In the context of HIV/AIDS, this idea sounds better than it actually is. A vaccine concept that works in one species may or may not work in another. So far, we do not have any animal model that reliably predicts outcomes in humans. Furthermore, to develop a retrovirus vaccine that works in animals would take just as much time, money and effort as to develop a vaccine that works in humans. Bottom-line, other than information on acute toxicology, there is little to be gained from animal testing of killed-virus or any other retrovirus vaccine.

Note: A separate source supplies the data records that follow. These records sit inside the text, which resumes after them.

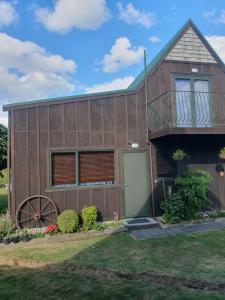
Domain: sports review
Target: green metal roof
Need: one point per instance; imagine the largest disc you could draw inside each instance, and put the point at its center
(139, 79)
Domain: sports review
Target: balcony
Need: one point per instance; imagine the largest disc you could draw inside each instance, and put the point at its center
(185, 112)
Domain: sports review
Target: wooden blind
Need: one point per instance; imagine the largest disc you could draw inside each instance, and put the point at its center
(63, 168)
(96, 167)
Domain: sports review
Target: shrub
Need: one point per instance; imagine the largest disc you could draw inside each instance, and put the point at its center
(68, 221)
(188, 198)
(5, 224)
(51, 229)
(89, 217)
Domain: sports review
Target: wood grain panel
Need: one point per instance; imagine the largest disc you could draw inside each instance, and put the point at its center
(70, 117)
(56, 117)
(43, 161)
(83, 116)
(96, 115)
(96, 139)
(109, 139)
(96, 167)
(131, 112)
(33, 162)
(21, 120)
(21, 167)
(43, 118)
(56, 139)
(99, 202)
(32, 119)
(121, 117)
(83, 139)
(63, 168)
(71, 139)
(108, 114)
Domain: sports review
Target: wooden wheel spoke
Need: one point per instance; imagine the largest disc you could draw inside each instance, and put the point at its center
(32, 223)
(31, 206)
(48, 219)
(25, 220)
(46, 205)
(48, 213)
(36, 216)
(24, 212)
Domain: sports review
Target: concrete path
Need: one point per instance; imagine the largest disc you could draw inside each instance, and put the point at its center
(143, 234)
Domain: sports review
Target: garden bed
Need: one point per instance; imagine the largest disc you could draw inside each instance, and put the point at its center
(75, 236)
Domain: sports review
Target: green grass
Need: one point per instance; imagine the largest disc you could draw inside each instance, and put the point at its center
(3, 200)
(194, 256)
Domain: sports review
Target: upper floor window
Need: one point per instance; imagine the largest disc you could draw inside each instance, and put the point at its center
(193, 102)
(82, 168)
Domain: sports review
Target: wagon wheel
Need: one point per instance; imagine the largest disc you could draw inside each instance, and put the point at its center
(36, 211)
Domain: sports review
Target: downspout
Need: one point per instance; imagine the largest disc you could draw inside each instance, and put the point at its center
(148, 143)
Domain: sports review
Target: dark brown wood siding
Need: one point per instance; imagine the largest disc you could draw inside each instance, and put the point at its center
(105, 123)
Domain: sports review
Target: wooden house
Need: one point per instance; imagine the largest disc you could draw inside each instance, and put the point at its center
(114, 149)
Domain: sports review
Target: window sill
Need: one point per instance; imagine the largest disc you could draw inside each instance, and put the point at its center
(75, 188)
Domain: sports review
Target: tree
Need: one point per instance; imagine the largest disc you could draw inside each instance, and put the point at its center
(3, 147)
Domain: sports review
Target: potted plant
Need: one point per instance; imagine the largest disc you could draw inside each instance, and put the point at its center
(7, 222)
(6, 240)
(15, 238)
(222, 153)
(179, 155)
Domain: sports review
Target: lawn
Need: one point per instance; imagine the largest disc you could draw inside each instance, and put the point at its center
(117, 267)
(3, 200)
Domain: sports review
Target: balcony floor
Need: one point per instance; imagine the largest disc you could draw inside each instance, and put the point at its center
(187, 130)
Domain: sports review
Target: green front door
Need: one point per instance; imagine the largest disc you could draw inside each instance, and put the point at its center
(136, 189)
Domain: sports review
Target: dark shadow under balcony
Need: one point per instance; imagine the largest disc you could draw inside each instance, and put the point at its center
(186, 112)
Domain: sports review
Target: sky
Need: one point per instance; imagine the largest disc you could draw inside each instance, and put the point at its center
(54, 48)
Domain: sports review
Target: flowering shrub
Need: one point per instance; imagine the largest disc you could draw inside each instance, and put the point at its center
(89, 216)
(52, 229)
(68, 221)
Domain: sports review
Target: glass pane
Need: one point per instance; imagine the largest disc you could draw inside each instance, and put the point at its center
(202, 103)
(183, 103)
(63, 169)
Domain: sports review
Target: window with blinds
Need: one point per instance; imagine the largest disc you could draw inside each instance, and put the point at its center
(63, 169)
(96, 168)
(92, 167)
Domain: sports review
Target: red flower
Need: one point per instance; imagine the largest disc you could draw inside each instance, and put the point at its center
(51, 229)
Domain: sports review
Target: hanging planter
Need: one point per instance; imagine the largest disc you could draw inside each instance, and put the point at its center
(222, 153)
(179, 155)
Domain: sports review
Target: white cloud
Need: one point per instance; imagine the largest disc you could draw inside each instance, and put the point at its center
(208, 14)
(28, 71)
(4, 119)
(69, 14)
(221, 18)
(154, 39)
(116, 84)
(218, 44)
(121, 56)
(131, 15)
(8, 15)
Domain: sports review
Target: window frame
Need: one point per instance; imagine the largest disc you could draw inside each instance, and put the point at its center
(77, 185)
(192, 77)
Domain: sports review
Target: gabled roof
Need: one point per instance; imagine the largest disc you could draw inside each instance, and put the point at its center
(140, 78)
(166, 49)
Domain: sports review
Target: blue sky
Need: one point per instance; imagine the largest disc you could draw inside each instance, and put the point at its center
(65, 47)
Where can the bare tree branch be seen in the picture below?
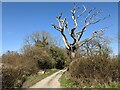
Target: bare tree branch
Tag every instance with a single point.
(82, 12)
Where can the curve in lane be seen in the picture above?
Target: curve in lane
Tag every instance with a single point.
(51, 81)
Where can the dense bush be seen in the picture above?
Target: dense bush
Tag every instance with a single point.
(91, 72)
(16, 66)
(15, 69)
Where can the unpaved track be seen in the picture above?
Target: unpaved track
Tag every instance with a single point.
(51, 81)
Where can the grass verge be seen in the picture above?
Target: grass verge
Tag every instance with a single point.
(33, 79)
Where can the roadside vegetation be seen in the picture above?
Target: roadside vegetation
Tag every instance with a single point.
(85, 73)
(41, 54)
(89, 61)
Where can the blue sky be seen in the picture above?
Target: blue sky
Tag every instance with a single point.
(21, 19)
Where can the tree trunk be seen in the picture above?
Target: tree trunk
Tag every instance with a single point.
(71, 54)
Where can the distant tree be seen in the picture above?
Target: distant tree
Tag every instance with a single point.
(42, 39)
(76, 36)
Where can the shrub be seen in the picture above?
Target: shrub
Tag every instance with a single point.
(15, 69)
(96, 70)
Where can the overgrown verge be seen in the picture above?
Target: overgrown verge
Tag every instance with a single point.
(97, 73)
(33, 79)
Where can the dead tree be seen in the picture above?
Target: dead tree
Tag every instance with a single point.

It likely would be much more informative to compare and contrast a variety of candidate killed-HIV vaccine formulations in small human trials.

It would certainly be a wonderful stroke of luck if any of the specific vaccine formulations currently known to be in development were to prove effective, including those using elements of killed-virus methodology. But experienced researchers will be aware that vaccination outcomes can be influenced by a sizable list of vaccine input variables. We typically have needed a large number of guesses, considerable empirical screening, multiple iterative trials, and numerous small incremental improvements before we hit upon vaccine formulations that worked. Thus we think a successful classical vaccine is most likely to emerge through a comprehensive product development effort, rather than a single vaccine formulation. Barring a stroke of massive good luck, considerable empirical trial and error experimentation is apt to remain an essential element of any successful AIDS vaccine development effort.

No viral vaccine — using any method — has ever been able to completely and routinely prevent infection. But classical killed-virus vaccines have demonstrated ability to inhibit virus growth, defer disease, attenuate symptoms, and reduce the probability of transmission. All of these would be clinically-useful outcomes for HIV/AIDS.